What is the value of knowledge that is not applied? Is there any use of theoretical wisdom if it is not put to practice? The logical answer to these questions seems to be that there is not too much value in the mere acquisition of data. Yet, people seem to be addicted to the consumption of information. For theory junkies information comes first. Implementing what they have learned is an entirely different subject that is more often than not neglected. Knowledge is power. Most people know that. At least, everybody keeps repeating the phrase like a mantra. Knowledge, however, does not simply appear out of nothingness. One needs information or real-life experience for knowledge to manifest. In most cases, it is easier to acquire information from the experts in their fields than acquiring it through trial and error.
In fact, it can be really tempting to listen to the vast and exciting knowledge of all the experts out there. After all, we strive to continuously improve ourselves, so what could be better than learning from the best of the best?
I owe my success to having listened respectfully to the very best advice, and then going away and doing the exact opposite.
Gilbert K. Chesterton
It feels good to be informed about this and to be prepared for that.
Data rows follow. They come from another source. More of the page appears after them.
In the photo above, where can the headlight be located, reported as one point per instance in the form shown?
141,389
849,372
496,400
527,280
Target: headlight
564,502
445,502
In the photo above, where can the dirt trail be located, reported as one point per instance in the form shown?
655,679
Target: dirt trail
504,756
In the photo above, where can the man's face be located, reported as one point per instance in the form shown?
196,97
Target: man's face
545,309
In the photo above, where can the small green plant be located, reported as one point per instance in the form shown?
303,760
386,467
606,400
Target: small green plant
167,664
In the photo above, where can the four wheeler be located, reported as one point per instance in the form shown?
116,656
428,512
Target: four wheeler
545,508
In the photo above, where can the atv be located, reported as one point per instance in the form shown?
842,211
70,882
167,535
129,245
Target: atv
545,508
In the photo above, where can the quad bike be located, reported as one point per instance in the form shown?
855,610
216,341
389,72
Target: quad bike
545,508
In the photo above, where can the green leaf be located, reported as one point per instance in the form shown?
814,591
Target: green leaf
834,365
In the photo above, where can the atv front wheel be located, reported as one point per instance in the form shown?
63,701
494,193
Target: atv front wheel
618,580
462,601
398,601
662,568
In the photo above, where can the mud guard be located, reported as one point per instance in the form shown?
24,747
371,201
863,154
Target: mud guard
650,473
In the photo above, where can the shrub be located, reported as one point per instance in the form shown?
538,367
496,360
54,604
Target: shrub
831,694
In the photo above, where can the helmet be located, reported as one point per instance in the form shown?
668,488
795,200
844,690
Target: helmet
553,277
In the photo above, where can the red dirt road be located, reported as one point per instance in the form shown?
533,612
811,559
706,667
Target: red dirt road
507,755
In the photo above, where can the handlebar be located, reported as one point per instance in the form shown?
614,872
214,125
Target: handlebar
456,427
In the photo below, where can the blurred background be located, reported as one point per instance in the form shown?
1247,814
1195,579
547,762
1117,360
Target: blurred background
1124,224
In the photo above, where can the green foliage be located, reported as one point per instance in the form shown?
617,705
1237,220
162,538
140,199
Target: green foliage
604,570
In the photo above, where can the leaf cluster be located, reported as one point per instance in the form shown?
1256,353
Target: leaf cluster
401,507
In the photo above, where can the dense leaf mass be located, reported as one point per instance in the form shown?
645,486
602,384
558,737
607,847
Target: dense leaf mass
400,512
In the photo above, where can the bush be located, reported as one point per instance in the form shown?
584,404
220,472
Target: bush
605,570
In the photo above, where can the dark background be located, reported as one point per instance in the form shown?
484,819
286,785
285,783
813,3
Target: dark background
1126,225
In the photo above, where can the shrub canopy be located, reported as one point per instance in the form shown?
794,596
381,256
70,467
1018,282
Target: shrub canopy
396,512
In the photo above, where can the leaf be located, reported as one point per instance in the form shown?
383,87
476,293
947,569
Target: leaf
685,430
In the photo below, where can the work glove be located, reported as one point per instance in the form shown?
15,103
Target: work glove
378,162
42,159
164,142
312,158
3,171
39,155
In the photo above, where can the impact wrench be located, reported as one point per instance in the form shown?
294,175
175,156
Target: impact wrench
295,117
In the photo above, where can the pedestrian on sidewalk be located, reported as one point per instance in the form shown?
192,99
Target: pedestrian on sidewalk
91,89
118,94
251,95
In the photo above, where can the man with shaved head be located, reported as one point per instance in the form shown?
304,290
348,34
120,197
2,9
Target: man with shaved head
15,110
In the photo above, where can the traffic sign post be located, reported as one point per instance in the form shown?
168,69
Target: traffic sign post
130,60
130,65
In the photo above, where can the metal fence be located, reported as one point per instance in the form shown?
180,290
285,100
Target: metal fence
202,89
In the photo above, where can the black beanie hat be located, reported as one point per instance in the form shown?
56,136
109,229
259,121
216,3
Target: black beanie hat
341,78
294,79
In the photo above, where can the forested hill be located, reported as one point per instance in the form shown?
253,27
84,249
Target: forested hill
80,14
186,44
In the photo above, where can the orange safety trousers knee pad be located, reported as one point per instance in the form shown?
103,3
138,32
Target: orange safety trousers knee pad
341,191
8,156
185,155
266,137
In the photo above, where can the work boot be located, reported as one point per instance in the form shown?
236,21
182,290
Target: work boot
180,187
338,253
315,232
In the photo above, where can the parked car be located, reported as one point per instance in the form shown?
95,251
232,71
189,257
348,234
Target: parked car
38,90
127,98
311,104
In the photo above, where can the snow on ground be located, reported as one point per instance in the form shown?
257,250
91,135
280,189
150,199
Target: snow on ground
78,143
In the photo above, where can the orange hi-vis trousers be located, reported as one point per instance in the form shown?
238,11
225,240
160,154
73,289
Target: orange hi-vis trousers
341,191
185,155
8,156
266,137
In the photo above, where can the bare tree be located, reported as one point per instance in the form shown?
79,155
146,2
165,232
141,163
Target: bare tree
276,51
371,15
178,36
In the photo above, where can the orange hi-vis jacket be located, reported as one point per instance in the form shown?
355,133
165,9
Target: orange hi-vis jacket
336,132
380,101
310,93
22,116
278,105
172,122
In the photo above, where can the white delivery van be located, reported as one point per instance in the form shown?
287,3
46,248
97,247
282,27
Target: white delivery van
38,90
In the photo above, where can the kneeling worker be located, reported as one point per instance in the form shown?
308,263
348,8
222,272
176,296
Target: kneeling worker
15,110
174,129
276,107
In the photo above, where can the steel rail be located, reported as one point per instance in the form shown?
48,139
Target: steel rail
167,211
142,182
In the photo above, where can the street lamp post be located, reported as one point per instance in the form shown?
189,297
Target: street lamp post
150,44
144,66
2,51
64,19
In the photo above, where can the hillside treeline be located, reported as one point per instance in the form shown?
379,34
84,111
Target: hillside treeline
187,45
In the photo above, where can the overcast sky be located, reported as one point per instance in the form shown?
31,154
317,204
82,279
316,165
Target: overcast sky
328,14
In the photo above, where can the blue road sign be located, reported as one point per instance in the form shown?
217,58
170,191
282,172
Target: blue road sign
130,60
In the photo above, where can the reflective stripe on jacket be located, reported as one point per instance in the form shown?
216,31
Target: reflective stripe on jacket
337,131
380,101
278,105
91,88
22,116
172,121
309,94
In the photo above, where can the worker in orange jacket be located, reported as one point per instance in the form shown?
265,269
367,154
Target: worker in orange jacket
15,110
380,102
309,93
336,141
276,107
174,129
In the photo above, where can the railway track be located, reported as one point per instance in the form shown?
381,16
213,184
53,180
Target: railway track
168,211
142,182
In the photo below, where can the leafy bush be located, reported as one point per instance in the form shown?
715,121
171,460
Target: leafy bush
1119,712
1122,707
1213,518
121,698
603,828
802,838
A little too good, if you ask me. As a consequence of this, people have become addicted to information. They read one book after another, article after article. They consume whatever video, podcast or workshop might be relevant in their present situation.
This in itself is not the problem. In fact, it is great that people are curious and informed. The problem starts whenever we do not apply what we consider to be relevant. Once we regard the information as pure entertainment we step into a vicious circle.
Stop the “Theory Junking”
If you don’t truly apply what you read, then why are you reading it at all?
I have asked myself this question many times. The answer made me realize that—in the area of personal growth—theory that is not put to practice has absolutely no value.
What is worse is the self-deception that comes with being a theory junkie. There is a sense of accomplishment that makes you feel really good. You are excited that you have found relevant information that inspires you. Just by processing this information you already feel a lot more qualified to tackle the problem. You are now stronger, smarter and a lot wiser than before.
In reality, nothing has changed. You’re still the same person, facing the same old problems like before.
At this stage, I was always confronted with two options. Either I wrote down what I had learned and gave my very best to implement it. Or I wrote a note about it or saved it as a bookmark, which is a recipe for failure.
If you are an information junkie something else will come along your path. Believe me. Something that seems even more effective. And if the problem is not daunting enough, one never spends another thought about putting the theory to practice. In fact, one already has learned about a dozen other issues that need to be addressed.
Less is more
The amount of information that you are able to process is secondary. What really matters is if you are able to find the right information that you can put into practice. Practicing and truly mastering the guidelines of one book is by far more effective than just reading about the different approaches that are described in 5, 10 or even 20 books.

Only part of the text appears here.